En outre, les restrictions imposées aux déplacements compliquent la compétition internationale, car il peut être difficile d’obtenir des visas et l’approbation du gouvernement. Les pays européens sont également réticents à accorder des visas aux Érythréens, car le pays est l’un des plus grands producteurs de réfugiés au monde. En 2014, trois jeunes Érythréens – Meron Teshome, Metkel Eyob et Tesfom Okubamariam – ont été invités à participer au centre d’entraînement de l’Union cycliste internationale, en Suisse, mais se sont vu refuser un visa d’entrée. De nombreux athlètes viennent de milieux modestes, jonglant souvent avec un entraînement intensif et d’autres emplois pour joindre les deux bouts et s’offrir une alimentation appropriée, ce qui peut encore limiter leurs progrès. Au début des années 1990, un boxeur s’est tragiquement effondré et est mort sur le ring après seulement quelques coups. Cela a conduit certains Érythréens à dire : « Comment quelqu’un peut-il se mettre à la boxe tout en survivant grâce au Shiro (un plat populaire bon marché à base de pois chiches) tous les jours ? » La menace de défections, en particulier parmi les footballeurs, a également mis à rude épreuve l’environnement sportif, contribuant à une « migration sportive » qui draine les talents locaux. Les cyclistes érythréens qui ont acquis une renommée internationale et qui courent pour des équipes continentales ou mondiales ont la chance d’avoir surmonté des obstacles considérables. Pour les jeunes athlètes encore en Érythrée, cependant, obtenir des sponsors et l’autorisation du régime pour concourir à l’étranger représente un défi de taille.

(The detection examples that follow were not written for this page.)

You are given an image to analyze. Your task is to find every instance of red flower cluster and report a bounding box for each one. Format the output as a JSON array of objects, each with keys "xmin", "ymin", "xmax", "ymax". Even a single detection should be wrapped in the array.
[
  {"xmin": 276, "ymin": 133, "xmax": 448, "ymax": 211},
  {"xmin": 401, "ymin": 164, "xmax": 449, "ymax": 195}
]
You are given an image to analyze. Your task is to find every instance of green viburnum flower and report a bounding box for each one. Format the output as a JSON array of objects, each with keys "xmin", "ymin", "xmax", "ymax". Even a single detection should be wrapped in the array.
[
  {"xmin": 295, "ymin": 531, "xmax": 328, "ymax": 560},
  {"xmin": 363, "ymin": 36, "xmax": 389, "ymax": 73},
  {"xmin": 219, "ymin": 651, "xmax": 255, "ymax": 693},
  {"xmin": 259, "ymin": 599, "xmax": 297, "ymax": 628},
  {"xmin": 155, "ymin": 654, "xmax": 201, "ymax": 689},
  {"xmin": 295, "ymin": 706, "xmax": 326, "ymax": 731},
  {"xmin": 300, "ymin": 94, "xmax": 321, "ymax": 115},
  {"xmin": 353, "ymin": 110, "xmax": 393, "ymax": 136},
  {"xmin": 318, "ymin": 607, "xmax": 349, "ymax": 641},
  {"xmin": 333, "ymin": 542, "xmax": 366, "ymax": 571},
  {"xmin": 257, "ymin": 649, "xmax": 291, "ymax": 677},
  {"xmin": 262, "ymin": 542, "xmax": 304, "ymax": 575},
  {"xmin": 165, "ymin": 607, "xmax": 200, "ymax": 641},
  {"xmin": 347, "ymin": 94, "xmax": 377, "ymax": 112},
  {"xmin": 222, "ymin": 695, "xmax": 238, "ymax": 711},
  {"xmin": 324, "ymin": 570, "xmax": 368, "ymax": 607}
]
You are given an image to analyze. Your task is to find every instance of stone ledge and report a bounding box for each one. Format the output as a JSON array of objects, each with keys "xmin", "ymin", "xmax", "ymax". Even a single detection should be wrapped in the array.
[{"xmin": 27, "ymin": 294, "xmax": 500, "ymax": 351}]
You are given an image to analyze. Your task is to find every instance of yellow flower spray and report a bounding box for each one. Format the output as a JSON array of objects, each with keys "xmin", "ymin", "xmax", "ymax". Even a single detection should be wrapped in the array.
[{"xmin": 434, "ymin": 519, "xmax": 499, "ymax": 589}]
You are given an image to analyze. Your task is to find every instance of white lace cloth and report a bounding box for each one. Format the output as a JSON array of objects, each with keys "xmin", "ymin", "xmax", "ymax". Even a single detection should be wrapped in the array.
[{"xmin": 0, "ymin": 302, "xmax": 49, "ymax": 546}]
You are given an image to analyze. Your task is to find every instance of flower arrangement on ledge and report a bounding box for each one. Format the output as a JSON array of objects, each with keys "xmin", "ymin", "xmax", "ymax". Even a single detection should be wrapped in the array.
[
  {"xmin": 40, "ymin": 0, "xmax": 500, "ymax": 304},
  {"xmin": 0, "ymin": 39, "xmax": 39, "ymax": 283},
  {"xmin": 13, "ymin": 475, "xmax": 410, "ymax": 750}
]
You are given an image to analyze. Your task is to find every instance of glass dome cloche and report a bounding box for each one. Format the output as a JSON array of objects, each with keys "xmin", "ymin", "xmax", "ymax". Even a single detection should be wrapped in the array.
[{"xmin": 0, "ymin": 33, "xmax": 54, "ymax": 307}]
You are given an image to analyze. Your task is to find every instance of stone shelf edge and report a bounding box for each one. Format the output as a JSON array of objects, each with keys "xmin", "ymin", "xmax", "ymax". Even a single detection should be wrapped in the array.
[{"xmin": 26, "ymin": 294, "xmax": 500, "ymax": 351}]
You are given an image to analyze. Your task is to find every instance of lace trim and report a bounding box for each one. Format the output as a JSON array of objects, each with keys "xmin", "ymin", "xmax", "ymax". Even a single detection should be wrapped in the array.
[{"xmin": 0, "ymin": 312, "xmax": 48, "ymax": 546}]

Malgré les nombreux défis auxquels sont confrontés les cyclistes érythréens, allant du manque de ressources à un gouvernement qui privilégie le service militaire au détriment du développement sportif, le cyclisme reste un symbole de résilience et de fierté nationale. Ce sport rassemble non seulement les Érythréens au-delà des clivages politiques, mais met également en valeur la capacité du pays à briller sur la scène internationale. Alors que les cyclistes érythréens continuent de remporter des succès remarquables au niveau international, ils incarnent l’esprit de détermination qui a défini la nation tout au long de son histoire. Cependant, pour que ce succès perdure, il faut davantage de soutien à la prochaine génération d’athlètes. Le cyclisme érythréen, né d’un héritage colonial, est devenu une activité passionnante, mais son avenir dépendra de la façon dont le pays nourrira ce talent croissant au milieu de ses réalités sociopolitiques. Il reste à voir si l’Érythrée pourra continuer à s’appuyer sur sa reconnaissance durement gagnée dans le cyclisme, mais le dévouement de ses cyclistes est indéniable.